ダイヤモンド・プレミアム(有料会員)ならダイヤモンド社のベストセラーが電子ブックでお読みになれます!月ごとに厳選して提供されるダイヤモンド社の話題の書籍から、ここでは一部を抜粋して無料記事としてお届けします。全体をお読みになりたい方はぜひダイヤモンド・プレミアム(有料会員)にご登録ください!今回は2022年3月提供開始の『クラシック音楽全史 ビジネスに効く世界の教養』。紀元前から21世紀の日本まで、クラシック音楽の流れがざっくりわかる1冊です。音楽家の人生と名曲の背景から、歴史がわかり、会話が弾みます!

はじめに

 ソニー創業者の故盛田昭夫さんが、かつて東京フィルハーモニー交響楽団の会長を務めてくださった時期(1982~99年)がありました。当時、ソニーは海外進出を進めており、盛田さんは頻繁(ひんぱん)にアメリカへ営業に出かけられたそうですが、「エコノミック・アニマル」と揶揄され肩を落として帰って来られたとか。
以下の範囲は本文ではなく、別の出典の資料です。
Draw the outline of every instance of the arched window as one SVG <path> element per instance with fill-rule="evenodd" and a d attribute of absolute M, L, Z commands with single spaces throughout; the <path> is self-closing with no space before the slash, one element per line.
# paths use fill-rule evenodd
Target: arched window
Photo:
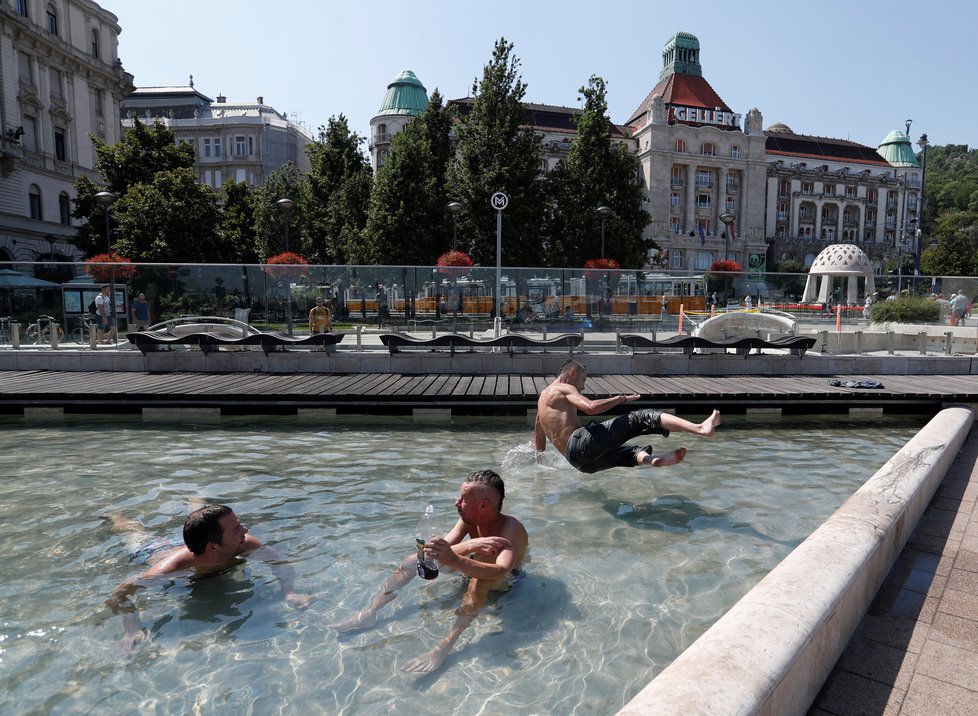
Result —
<path fill-rule="evenodd" d="M 92 30 L 92 57 L 98 59 L 98 30 Z"/>
<path fill-rule="evenodd" d="M 47 29 L 52 35 L 58 34 L 58 11 L 54 9 L 54 5 L 48 5 L 47 10 Z"/>
<path fill-rule="evenodd" d="M 32 219 L 41 220 L 44 218 L 44 212 L 41 211 L 41 188 L 37 184 L 31 184 L 27 190 L 27 203 Z"/>
<path fill-rule="evenodd" d="M 676 140 L 676 151 L 679 154 L 682 154 L 683 152 L 685 152 L 686 151 L 686 142 L 684 142 L 681 139 L 677 139 Z"/>
<path fill-rule="evenodd" d="M 27 0 L 17 0 L 17 14 L 21 17 L 30 17 L 27 12 Z"/>
<path fill-rule="evenodd" d="M 717 148 L 716 146 L 714 146 L 712 142 L 703 142 L 703 146 L 700 149 L 700 154 L 703 154 L 707 157 L 712 157 L 715 156 L 716 153 L 717 153 Z"/>
<path fill-rule="evenodd" d="M 740 159 L 740 147 L 738 147 L 736 144 L 730 147 L 730 158 Z"/>
<path fill-rule="evenodd" d="M 58 213 L 62 224 L 71 224 L 71 199 L 65 192 L 58 194 Z"/>

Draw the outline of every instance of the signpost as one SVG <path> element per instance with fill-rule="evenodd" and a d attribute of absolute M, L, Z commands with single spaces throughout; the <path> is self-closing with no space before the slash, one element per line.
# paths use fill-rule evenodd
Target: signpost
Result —
<path fill-rule="evenodd" d="M 502 258 L 503 258 L 503 209 L 509 204 L 509 197 L 501 191 L 492 195 L 489 204 L 496 210 L 496 319 L 502 314 Z"/>

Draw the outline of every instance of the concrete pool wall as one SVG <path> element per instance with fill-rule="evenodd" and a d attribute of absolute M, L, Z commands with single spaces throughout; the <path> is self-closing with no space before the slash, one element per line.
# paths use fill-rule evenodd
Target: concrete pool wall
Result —
<path fill-rule="evenodd" d="M 619 714 L 806 713 L 973 422 L 936 415 Z"/>

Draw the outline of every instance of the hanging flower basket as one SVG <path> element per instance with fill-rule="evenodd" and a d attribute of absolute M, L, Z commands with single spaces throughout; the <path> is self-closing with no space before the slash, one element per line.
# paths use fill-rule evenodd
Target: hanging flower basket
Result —
<path fill-rule="evenodd" d="M 608 271 L 617 271 L 621 268 L 614 259 L 588 259 L 584 262 L 584 277 L 588 281 L 594 281 L 604 276 Z"/>
<path fill-rule="evenodd" d="M 309 262 L 294 251 L 283 251 L 275 256 L 269 256 L 265 263 L 267 264 L 265 271 L 269 278 L 275 280 L 292 280 L 305 276 L 309 266 Z"/>
<path fill-rule="evenodd" d="M 710 271 L 724 273 L 740 273 L 744 269 L 733 259 L 719 259 L 710 264 Z"/>
<path fill-rule="evenodd" d="M 466 276 L 472 268 L 472 257 L 463 251 L 446 251 L 435 262 L 438 273 L 449 278 Z"/>
<path fill-rule="evenodd" d="M 117 253 L 95 254 L 85 261 L 85 273 L 95 283 L 109 283 L 112 279 L 126 283 L 136 275 L 137 270 L 132 261 Z"/>

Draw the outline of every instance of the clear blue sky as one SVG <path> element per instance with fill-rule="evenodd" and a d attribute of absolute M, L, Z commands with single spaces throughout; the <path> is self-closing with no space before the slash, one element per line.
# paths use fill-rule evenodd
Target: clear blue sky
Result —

 ところが、東京フィル会長の名刺を出すようになると、周囲の態度がガラッと変わってニコニコしながら握手を求められたそうです。盛田さんは、それを機に東京フィルの経営により強い関心をもつようになり、理事会も欠かさず出席されました。数億円規模の個人寄付もしてくださるなど、東京フィルへ抱いた熱意と多大なる貢献には今も頭が下がる思いです。同時に、世界のビジネスサロン界における、クラシック音楽への造詣の深さや、オーケストラという芸術に対する尊敬の念が垣間見られるエピソードではないでしょうか。「音楽」は、古代ギリシア時代に賢人プラトンが創設した学園アカデメイアでも教えられていました。酒席においては、談義を経て、食事をし、吟遊詩人たちが奏でる笛やリラを聴くのが市民のたしなみとされたそうです。

 その流れを受け、中世ヨーロッパの大学では、文法・修辞学・弁証法の3学と算術・幾何・音楽・天文学4学科の自由7科をリベラルアーツと設定しました。現代のハーバード大学やスタンフォード大学でも、教養科目として音楽が教えられています。